A política monetária que favorece o investimento e a industrialização mais sofisticada é aquela que é totalmente consistente com a política cambial descrita. Não se pode determinar uma política monetária independentemente da política cambial (e vice-versa), ainda que o regime de câmbio seja flutuante, porque um regime de altas taxas de juros está necessariamente associado a um regime de câmbio valorizado, quando a economia está financeiramente aberta. Esta é uma conhecida gangorra da macroeconomia.

Uma política monetária de taxas de juros baixas é consistente, portanto, com uma política cambial de taxa competitiva. Conforme colocado aqui, uma política de taxas de juros elevadas determina uma taxa de câmbio valorizada e impõe custos elevadíssimos de carregamento de reservas ao setor público, o qual recebe a taxa de juros americana e paga a taxa de juros doméstica por cada dólar retido no Banco Central.

A taxa de juros é, assim, fundamental para manter o equilíbrio externo, que deve ser entendido como: transações com o exterior facilmente financiadas e blindagem contra movimentos de capitais financeiros que são maléficos. Mas é também fundamental para manter o equilíbrio macroeconômico interno, que significa: alto crescimento com inflação baixa. Nesse sentido, uma nova concepção deveria governar a determinação da taxa de juros. Todo poupador cujos recursos não financiam algum tipo de gasto doméstico (consumo ou investimento) é um gerador de desemprego.

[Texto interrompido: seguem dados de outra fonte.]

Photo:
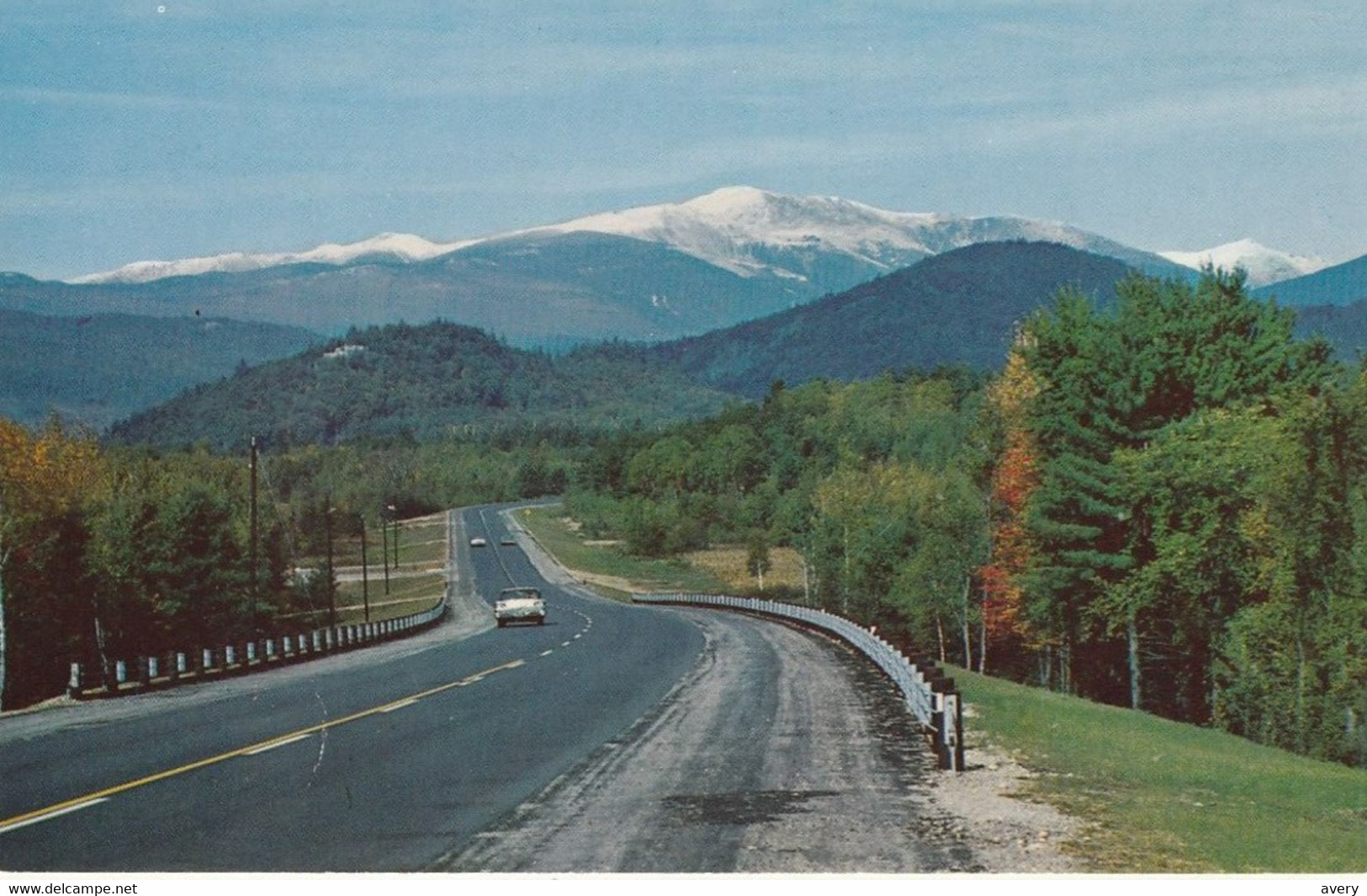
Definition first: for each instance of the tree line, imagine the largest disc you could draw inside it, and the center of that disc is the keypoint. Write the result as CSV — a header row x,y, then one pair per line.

Quanto maior a taxa de juros maior é o estímulo para a poupança e, portanto, maior é o desemprego causado pelo poupador. Logo, a taxa de juros deveria ser pensada como um instrumento capaz de punir aqueles que não querem gastar, ou seja, como um instrumento que pune o gerador de desemprego. Por conseguinte, a taxa de juros deveria ser sempre baixa, muito baixa.

Mas como a sociedade de bem-estar que se deseja construir deve possuir uma economia de emprego para todos, estabelece-se aqui uma contradição: de um lado um instrumento antiinflacionário eficaz que gera desemprego e, de outro, a obrigação estratégica social e funcional permanente de gerar mais empregos. A alternativa não pode ser abandonar a taxa de juros, um instrumento antiinflacionário eficaz, mas sim reduzir ao máximo possível a utilização antiinflacionária da taxa de juros, sem que o objetivo da estabilidade de preços seja relegado a um segundo plano. Para tanto, o objetivo da estabilidade de preços deveria ser um objetivo de todos os órgãos públicos.

O Banco Central deveria ser o controlador de última instância da inflação, e não o primeiro e único órgão do governo preocupado com um problema que é amplo, complexo e com muitas especificidades. Deixar somente o Banco Central responsável por tratar da estabilidade de preços é o mesmo que solicitar a um médico clínico geral para solucionar ora um problema do coração, ora um problema de pele, ora um problema do estômago. Manter a inflação sob controle é algo tão importante que deveria haver uma câmara formada por diversos organismos do governo - inclusive o Banco Central - e dirigida pelo ministro da Economia para deliberar sobre o assunto".